L’operazione era sbagliata nel merito e nel metodo. Nel merito, perché non aveva senso consegnare l’Agsm nelle mani dell’A2A, dato che è un’azienda in piena salute con potenzialità di crescita del doppio e anche del triplo. Non è la Cattolica di Bedoni né la Banca Popolare di Fratta Pasini. Nel metodo, perché non è pensabile che il destino della più grande azienda pubblica della città venga trattato come se si trattasse di una qualsiasi impresa privata, senza il coinvolgimento delle forze politiche. Puoi tenere riservate le trattative finché vuoi, numerare i documenti, parlare sottovoce, ma prima o poi sono i rappresentanti dei cittadini che devono decidere. Cioè la politica. 

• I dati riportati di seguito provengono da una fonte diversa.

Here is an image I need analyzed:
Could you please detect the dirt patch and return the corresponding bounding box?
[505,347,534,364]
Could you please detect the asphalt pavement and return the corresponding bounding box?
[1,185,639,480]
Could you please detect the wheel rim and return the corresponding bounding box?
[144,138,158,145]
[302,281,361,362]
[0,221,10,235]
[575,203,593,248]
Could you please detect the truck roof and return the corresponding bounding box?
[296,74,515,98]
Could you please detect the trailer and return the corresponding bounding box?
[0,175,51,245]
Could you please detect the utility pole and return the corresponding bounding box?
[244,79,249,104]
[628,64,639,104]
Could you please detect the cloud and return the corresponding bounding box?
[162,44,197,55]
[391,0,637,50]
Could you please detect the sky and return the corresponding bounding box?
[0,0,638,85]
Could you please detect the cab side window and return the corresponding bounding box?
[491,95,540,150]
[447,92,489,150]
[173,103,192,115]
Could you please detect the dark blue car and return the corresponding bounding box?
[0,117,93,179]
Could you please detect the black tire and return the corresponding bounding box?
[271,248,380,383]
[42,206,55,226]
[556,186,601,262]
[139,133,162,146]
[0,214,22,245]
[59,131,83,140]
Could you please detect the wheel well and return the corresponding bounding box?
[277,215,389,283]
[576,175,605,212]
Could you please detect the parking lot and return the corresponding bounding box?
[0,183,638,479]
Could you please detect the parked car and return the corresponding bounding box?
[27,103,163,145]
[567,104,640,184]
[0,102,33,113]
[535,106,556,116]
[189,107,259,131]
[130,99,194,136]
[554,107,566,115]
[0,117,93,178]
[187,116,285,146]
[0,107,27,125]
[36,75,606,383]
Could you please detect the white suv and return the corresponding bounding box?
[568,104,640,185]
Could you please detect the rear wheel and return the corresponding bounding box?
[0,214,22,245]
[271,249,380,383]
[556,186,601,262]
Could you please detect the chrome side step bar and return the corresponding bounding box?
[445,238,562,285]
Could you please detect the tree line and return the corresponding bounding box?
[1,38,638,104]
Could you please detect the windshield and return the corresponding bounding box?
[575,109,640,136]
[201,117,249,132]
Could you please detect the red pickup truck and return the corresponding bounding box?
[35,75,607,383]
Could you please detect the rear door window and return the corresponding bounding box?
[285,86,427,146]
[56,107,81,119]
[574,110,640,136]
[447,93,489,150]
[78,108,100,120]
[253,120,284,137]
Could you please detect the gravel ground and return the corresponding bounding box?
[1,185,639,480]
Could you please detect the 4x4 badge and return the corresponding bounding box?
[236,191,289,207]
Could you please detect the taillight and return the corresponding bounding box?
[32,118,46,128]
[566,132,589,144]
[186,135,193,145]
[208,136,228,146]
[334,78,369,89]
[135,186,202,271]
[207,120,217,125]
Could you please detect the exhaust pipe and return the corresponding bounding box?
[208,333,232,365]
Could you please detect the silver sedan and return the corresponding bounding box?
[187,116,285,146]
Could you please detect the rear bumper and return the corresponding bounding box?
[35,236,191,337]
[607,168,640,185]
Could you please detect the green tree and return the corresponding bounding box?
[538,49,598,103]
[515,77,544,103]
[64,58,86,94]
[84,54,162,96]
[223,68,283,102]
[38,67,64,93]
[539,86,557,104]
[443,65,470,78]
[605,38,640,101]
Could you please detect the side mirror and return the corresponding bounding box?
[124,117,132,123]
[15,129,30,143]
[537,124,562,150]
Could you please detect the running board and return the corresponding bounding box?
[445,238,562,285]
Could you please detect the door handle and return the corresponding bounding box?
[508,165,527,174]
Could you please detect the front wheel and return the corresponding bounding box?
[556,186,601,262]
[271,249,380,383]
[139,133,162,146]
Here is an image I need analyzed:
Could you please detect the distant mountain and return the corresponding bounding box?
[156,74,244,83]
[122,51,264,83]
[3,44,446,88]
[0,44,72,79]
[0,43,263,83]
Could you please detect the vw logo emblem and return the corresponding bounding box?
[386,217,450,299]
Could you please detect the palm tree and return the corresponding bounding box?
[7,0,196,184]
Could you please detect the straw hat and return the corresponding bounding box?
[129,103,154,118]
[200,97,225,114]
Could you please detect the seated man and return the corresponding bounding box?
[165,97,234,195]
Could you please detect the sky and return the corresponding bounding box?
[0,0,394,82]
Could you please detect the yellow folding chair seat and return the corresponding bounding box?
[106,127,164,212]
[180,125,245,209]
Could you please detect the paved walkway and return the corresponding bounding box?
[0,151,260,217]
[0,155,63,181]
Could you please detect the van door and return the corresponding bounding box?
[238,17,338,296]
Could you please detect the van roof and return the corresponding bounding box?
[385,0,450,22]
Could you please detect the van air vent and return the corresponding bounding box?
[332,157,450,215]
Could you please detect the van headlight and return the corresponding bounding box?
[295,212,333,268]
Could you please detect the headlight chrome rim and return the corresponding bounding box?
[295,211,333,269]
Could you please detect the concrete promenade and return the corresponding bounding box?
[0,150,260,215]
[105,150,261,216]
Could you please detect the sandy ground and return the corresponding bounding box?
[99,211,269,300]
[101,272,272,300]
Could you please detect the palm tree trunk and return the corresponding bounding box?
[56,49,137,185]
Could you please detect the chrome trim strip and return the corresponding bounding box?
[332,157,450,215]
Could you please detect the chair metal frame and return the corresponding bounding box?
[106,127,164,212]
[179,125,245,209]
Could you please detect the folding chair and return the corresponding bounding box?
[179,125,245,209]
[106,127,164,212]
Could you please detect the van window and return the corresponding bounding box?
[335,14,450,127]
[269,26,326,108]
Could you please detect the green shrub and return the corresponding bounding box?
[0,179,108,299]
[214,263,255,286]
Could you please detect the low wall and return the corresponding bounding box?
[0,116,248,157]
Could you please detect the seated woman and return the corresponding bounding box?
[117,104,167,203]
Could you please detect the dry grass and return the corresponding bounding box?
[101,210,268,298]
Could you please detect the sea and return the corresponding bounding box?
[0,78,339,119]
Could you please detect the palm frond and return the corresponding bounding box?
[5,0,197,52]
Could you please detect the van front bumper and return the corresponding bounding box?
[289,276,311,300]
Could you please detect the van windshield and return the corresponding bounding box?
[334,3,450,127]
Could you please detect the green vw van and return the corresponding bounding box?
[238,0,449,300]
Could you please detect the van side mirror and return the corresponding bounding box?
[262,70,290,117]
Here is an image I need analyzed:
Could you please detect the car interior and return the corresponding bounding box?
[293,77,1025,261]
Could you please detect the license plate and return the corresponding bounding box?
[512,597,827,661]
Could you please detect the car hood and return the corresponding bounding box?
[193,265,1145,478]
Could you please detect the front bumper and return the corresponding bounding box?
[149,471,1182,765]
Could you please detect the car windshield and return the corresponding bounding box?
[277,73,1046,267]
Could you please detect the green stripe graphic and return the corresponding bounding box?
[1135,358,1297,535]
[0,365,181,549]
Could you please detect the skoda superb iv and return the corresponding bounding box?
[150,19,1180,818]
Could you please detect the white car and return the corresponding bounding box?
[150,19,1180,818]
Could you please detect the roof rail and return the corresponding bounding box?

Ora, come in tutte le battaglie, ci sono i vinti e i vincitori. Perde il sindaco, perde Battiti, vincono Lega, Fratelli d’Italia e Verona Domani. Perde quel gruppetto d’imprenditori che detta ormai da troppo tempo l’agenda politica a chi se la fa dettare. Vince la politica, quella vera, quella che nasce da e per la gente. Speriamo che la lezione sia servita. L’Agsm adesso può riprendere il suo cammino dopo essere stata tenuta in stand-by.  Adesso tocca all’Aeroporto (nella foto Enrico Marchi, azionista di riferimento del Catullo), vittima delle stesse logiche e degli stessi personaggi.